Einigung in sehr weiter Ferne

von Karl Brodschneider

Die Post-Brexit-Verhandlungen kommen nicht vom Fleck. Auch der heimischen Landwirtschaft drohen große Probleme.

Angesichts des Stillstands bei den Gesprächen zwischen der EU und Großbritannien steigt die Gefahr eines „harten Brexits“ ohne Freihandelsabkommen zum Jahresende. Es bleibe nur noch sehr wenig Zeit für eine Einigung, mahnte EU-Unterverhandler Michel Barnier nach der jüngsten Verhandlungsrunde in Brüssel.

Insbesondere bei den Streitpunkten Förderungen und Fischereirechte spießt es sich. Das bestätigt auch EU-Abgeordnete Simone Schmiedtbauer. Als Mitglied des EU-Fischereiausschusses weiß sie, dass die Fangquoten in den britischen Gewässern ein ganz heikles Kapitel sind.

Herkunftskennzeichnung

Schmiedtbauer

MEP Simone Schmiedtbauer zu den Gründen, warum die Verhandlungen zwischen der EU und Großbritannien stocken.
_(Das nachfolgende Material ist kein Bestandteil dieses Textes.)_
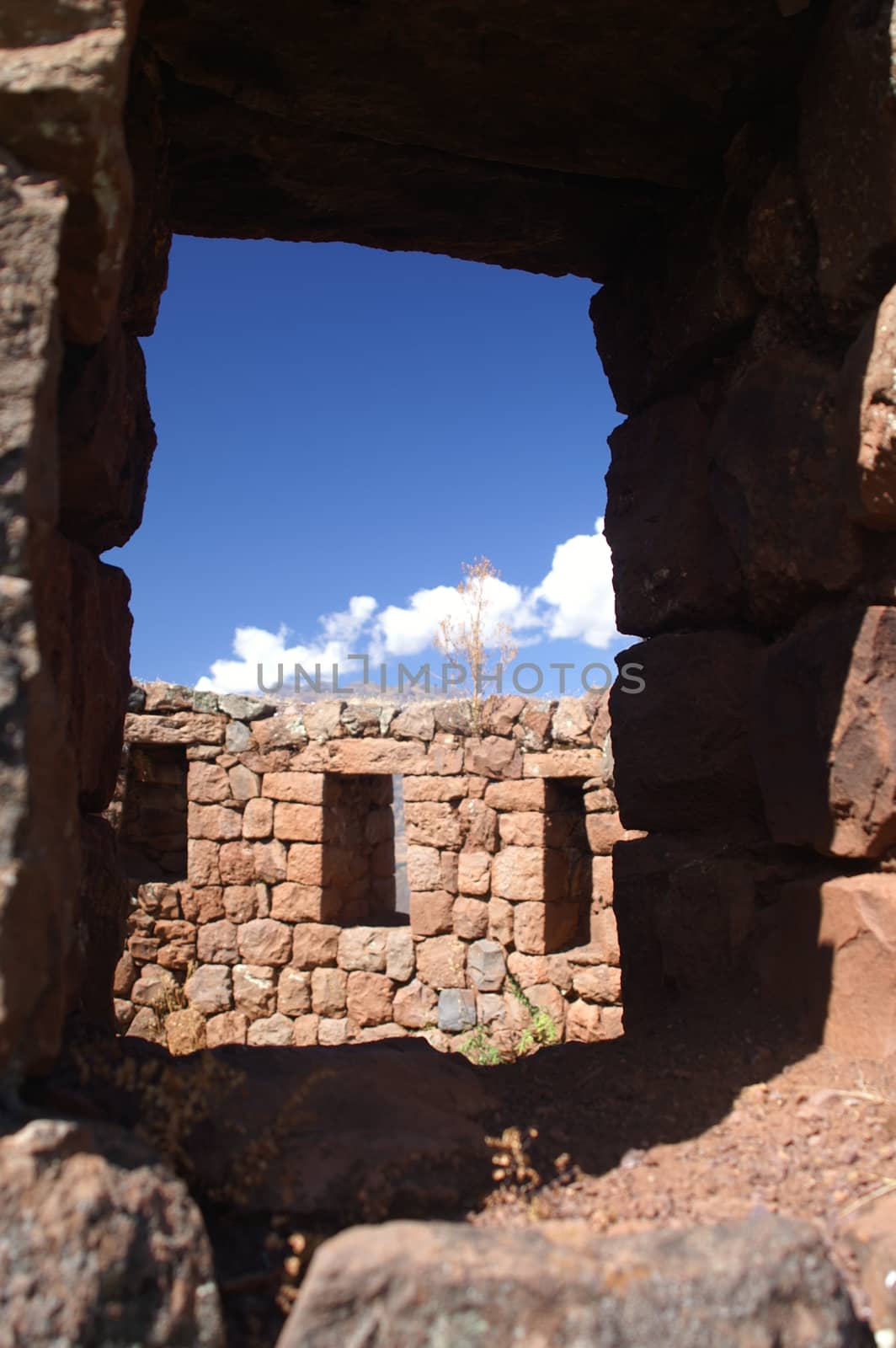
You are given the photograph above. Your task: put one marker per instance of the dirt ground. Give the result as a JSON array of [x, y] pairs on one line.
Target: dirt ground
[[697, 1119]]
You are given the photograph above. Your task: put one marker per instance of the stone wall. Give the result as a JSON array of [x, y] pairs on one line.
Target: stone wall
[[282, 927], [728, 177]]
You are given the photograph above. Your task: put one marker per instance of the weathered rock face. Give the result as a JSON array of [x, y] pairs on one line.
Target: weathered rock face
[[725, 172], [337, 1134], [283, 128], [828, 952], [760, 1284], [100, 1244], [276, 875], [824, 732]]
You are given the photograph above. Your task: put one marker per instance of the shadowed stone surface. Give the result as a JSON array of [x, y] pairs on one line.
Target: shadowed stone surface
[[283, 128], [760, 1284], [100, 1244]]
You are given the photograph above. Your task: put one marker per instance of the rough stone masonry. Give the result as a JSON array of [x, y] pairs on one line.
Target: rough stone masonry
[[262, 858], [725, 170]]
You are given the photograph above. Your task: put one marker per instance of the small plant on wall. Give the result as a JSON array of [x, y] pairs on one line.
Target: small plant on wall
[[471, 637]]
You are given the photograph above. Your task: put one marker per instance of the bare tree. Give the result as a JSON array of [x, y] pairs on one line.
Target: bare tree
[[473, 640]]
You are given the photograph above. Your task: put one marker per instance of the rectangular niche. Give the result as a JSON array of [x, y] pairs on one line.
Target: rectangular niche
[[568, 878], [154, 815], [359, 849]]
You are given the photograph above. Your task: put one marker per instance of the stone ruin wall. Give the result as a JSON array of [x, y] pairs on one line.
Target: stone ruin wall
[[260, 851], [738, 206]]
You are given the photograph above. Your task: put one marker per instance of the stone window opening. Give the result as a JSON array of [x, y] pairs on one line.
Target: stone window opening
[[154, 813], [359, 859]]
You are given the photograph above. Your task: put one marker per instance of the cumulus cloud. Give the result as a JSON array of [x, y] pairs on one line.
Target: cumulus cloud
[[579, 591], [574, 602]]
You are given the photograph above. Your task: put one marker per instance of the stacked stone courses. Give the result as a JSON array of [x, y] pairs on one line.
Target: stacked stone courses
[[283, 928]]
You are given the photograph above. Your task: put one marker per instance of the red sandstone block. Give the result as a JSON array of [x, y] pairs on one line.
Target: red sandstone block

Sollte es in den nächsten zwei Monaten zu keiner Einigung auf dem Verhandlungsweg kommen – bis Ende Oktober muss eine Vereinbarung stehen, damit der Ratifizierungsprozess rechtzeitig abgeschlossen werden kann – drohen der europäischen und damit auch der österreichischen Landwirtschaft massive Beeinträchtigungen. Vor allem die Bereiche Rindfleisch, Milch und Milcherzeugnisse werden, so Schmiedtbauer, davon stark betroffen sein. „Es wird Schaden geben!“, sagt Schmiedtbauer. Daher tritt sie mit Vehemenz für eine EU-weite konsequente Herkunftskennzeichnung für Lebensmittel ein. „Da werde ich nicht lockerlassen, das fordere ich immer wieder ein“, betont die steirische EU-Parlamentarierin.

Laut Schmiedtbauer richten sich die Hoffnungen nun auf eine neue Post-Brexit-Verhandlungsrunde, die für die zweite September-Woche in London angesetzt ist. Als erschwerend bei vielen Gesprächen im kleinen Kreis und auch in größeren Runden kämen die COVID 19-Pandemie und damit zusammenhängende Sicherheitsvorkehrungen hinzu, klärt Schmiedtbauer auf.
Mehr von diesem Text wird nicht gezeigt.